1. Transportation route alignment: RS imagery and DEM provide terrain, slope, geology and land-cover data along candidate corridors. GIS least-cost-path / suitability analysis weights gradient, cut-and-fill volume, settlement avoidance and hazard zones to identify the optimal, lowest-cost, lowest-impact road/highway alignment.

2. Landslide susceptibility mapping: RS detects slope-failure indicators and land-cover change; GIS overlays causative factors — slope, aspect, lithology, distance to faults/roads, rainfall and land use — using weighted overlay or AHP to produce a susceptibility map.

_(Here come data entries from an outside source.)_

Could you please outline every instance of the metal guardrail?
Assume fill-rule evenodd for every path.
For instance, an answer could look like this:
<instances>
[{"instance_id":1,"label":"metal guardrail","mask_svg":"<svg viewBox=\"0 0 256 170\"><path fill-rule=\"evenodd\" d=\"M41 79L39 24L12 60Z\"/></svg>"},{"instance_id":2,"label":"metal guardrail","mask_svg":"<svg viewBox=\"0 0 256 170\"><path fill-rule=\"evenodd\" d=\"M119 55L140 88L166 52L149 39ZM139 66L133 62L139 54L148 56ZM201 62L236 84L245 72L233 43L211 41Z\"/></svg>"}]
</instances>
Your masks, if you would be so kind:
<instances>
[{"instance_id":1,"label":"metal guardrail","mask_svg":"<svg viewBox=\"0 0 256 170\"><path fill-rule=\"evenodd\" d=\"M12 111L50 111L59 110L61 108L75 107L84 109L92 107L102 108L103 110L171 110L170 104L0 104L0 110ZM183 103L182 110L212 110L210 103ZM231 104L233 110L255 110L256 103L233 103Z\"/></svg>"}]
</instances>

This directs slope-stabilization, drainage works and safe siting of structures — especially relevant in Nepal's mountainous, monsoon terrain.

(Alternatively: urban land-use planning uses time-series imagery for change detection and GIS for zoning, utility planning and growth modelling.)

Together, RS provides timely, wide-area, multi-temporal data while GIS stores, integrates, analyses and visualizes it for engineering decisions.